To help overcome this obstacle, the JASON report proposed an EHR architecture to guide the creation and interoperability of patient data. Recommended components included:

  • Agnosticism to type, scale, platform and storage location of data;
  • Use of public open standards;
  • Encryption of data at rest and transit;
  • Separation of key management and data management;
  • Inclusion of metadata and chain of customer information with data';
  • Liberalism in information that is accepted and conservativeness with information that is sent out; and
  • Migration pathways from legacy EHRs.

In addition to helping reduce the cost of health care, such an architecture would benefit research by providing interoperable repositories of clinical data which can be studied.
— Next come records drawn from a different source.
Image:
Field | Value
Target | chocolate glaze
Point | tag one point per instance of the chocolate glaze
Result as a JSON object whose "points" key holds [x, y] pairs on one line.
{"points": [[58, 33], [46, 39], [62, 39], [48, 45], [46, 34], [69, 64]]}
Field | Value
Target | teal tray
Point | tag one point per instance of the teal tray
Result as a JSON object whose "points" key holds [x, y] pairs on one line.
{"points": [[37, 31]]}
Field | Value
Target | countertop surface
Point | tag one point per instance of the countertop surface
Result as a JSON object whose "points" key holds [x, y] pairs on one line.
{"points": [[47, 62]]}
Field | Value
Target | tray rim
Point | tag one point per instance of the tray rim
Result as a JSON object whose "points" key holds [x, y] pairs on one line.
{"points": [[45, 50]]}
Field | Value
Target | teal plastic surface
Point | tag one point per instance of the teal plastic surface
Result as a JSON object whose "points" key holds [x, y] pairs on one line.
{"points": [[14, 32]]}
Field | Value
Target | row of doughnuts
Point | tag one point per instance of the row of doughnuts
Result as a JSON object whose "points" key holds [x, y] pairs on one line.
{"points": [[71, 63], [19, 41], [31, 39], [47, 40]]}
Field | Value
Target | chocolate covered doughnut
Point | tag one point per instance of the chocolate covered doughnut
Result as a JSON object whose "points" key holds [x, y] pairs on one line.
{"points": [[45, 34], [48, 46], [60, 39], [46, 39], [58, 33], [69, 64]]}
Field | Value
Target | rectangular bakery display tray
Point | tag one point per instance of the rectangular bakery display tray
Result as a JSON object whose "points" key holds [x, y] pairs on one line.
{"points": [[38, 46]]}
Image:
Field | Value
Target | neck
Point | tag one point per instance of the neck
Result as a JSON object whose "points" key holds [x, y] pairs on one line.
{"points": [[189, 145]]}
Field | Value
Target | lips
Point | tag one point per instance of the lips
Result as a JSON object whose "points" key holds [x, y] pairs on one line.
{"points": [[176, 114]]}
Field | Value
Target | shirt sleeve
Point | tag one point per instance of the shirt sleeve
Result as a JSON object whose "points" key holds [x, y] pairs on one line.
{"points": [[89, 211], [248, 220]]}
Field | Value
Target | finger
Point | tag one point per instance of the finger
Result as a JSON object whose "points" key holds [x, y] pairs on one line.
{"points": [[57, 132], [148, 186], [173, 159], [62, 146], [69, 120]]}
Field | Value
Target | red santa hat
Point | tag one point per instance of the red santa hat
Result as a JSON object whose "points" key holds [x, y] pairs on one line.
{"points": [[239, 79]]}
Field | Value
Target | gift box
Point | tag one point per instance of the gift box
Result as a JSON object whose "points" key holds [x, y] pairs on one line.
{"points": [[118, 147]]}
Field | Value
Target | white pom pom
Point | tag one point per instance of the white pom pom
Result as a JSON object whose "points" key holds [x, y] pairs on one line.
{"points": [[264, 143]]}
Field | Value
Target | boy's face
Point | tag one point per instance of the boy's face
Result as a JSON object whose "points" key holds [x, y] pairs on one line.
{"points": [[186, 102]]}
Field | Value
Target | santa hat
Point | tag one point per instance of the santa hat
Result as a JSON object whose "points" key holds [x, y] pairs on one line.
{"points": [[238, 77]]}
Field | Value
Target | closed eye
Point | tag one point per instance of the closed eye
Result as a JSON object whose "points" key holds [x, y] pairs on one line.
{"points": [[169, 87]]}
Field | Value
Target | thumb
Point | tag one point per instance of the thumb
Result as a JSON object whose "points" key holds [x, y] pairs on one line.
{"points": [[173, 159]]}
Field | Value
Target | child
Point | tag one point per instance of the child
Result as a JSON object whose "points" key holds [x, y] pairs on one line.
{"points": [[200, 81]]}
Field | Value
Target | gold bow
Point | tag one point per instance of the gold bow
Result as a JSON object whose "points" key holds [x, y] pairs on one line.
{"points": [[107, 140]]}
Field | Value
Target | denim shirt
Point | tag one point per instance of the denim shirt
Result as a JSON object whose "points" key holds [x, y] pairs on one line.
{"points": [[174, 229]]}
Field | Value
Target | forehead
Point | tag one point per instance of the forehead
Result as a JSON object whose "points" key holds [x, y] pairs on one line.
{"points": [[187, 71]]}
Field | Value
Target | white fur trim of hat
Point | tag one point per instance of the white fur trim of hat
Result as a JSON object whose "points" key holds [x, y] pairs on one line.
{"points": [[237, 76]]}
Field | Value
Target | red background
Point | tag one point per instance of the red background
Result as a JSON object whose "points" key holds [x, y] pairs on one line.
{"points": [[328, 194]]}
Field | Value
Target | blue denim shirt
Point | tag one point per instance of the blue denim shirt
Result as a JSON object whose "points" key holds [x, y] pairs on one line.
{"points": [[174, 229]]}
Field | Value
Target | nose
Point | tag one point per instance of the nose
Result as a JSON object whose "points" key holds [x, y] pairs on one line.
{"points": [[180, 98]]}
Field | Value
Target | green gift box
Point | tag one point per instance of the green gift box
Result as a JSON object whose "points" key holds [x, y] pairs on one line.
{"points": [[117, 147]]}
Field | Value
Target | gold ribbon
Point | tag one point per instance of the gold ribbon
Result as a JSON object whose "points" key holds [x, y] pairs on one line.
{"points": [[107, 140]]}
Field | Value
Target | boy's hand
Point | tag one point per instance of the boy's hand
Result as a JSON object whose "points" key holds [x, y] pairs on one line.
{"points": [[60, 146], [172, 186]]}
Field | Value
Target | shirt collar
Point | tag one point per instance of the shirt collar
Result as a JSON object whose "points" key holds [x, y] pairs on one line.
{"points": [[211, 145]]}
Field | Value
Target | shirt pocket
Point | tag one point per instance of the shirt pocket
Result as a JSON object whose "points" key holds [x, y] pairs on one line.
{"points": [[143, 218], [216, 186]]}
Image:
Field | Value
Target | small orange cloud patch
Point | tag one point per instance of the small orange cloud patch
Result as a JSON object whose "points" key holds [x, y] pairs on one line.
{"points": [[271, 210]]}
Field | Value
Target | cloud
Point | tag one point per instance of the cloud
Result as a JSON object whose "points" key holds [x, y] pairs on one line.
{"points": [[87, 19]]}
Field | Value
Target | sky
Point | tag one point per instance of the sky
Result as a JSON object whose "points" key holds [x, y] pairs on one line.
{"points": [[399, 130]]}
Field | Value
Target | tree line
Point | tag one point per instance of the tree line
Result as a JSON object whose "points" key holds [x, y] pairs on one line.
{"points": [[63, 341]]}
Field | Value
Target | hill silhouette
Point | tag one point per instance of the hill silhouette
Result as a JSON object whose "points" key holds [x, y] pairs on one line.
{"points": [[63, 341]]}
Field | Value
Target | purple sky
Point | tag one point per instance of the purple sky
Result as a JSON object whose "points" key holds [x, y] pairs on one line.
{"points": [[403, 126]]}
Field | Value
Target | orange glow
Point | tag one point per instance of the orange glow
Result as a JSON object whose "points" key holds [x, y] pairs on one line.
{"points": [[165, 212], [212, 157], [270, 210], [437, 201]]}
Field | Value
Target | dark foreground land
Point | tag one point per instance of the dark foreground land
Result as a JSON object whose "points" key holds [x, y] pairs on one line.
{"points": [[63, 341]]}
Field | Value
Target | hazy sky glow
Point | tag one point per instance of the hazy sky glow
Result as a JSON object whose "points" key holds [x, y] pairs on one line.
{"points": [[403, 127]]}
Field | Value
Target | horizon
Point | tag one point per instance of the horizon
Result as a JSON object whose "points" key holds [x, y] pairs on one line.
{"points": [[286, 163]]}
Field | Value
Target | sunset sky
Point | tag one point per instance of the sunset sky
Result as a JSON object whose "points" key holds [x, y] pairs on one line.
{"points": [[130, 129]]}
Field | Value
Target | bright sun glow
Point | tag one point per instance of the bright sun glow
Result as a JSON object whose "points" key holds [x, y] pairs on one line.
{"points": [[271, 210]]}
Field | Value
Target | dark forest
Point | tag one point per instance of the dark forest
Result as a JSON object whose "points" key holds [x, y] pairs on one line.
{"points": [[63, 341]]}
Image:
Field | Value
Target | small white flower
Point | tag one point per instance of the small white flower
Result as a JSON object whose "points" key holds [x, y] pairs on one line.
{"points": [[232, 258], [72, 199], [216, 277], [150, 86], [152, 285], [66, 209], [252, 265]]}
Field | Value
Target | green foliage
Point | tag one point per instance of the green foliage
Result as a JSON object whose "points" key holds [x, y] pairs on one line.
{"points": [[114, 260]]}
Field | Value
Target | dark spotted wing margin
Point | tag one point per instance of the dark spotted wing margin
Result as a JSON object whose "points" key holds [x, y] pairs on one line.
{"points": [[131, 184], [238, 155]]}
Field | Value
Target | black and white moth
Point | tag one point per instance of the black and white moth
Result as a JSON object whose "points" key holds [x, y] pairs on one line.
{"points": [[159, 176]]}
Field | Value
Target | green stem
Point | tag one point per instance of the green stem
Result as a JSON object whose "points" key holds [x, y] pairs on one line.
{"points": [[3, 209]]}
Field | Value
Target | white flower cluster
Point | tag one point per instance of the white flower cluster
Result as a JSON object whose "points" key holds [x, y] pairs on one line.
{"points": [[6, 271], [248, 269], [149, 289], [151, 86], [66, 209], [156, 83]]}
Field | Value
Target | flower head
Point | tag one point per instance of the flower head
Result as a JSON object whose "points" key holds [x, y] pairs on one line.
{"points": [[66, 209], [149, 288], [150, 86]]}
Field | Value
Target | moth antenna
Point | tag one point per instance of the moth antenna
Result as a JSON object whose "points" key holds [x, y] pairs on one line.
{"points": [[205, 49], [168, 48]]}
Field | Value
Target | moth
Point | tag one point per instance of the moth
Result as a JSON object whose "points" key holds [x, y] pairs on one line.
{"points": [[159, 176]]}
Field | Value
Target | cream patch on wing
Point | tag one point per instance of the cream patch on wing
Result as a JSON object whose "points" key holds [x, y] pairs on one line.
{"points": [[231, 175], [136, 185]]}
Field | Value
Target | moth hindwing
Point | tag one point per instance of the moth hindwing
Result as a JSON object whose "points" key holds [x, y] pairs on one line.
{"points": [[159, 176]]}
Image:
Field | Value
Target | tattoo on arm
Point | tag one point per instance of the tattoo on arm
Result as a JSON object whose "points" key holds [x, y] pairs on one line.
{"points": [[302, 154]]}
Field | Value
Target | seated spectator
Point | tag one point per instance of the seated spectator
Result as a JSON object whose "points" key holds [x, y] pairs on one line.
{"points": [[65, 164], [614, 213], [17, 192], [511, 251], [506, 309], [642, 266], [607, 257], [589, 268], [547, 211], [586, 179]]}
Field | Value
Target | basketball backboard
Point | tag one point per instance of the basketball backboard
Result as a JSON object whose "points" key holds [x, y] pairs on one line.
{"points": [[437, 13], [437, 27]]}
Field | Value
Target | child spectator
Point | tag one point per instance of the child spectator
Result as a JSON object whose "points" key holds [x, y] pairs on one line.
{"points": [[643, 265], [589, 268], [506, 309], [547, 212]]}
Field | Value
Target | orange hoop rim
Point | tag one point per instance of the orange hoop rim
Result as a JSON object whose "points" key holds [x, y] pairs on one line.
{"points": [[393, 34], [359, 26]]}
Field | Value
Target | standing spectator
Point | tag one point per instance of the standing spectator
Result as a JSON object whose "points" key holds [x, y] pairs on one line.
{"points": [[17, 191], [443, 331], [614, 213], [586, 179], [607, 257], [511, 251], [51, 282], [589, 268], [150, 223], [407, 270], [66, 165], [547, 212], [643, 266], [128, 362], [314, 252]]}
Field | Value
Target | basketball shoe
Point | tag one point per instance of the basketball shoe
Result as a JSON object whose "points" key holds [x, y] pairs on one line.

"The federated database will provide large effective sample sizes, both to support statistical significance and to identify statistical outliers," the JASON report read in part. "In the near term, the data will consist mostly of traditional EHRs, including information about medical history, physical examination, physicians' notes and orders, laboratory reports, and medical treatments. These data are already being supplemented by genomic data, expression data, data from embedded and wireless sensors, and population data gleaned from open sources, all of which will become more pervasive in the years ahead."

To promote the implementation of this architecture, the JASON report had several recommendations.  Meaningful Use criteria for Stage 3 should promote policies that drive interoperability between EHRs. Additionally, the federal government should define the software requirements for organizations, patient privacy, clinical care access, biomedical research and functional interfaces so that stakeholders have a blueprint for interoperability. In addition to promoting better healthcare, these policies and definitions will create new entrepreneurship opportunities for vendors who create EHR products that accommodate interoperability.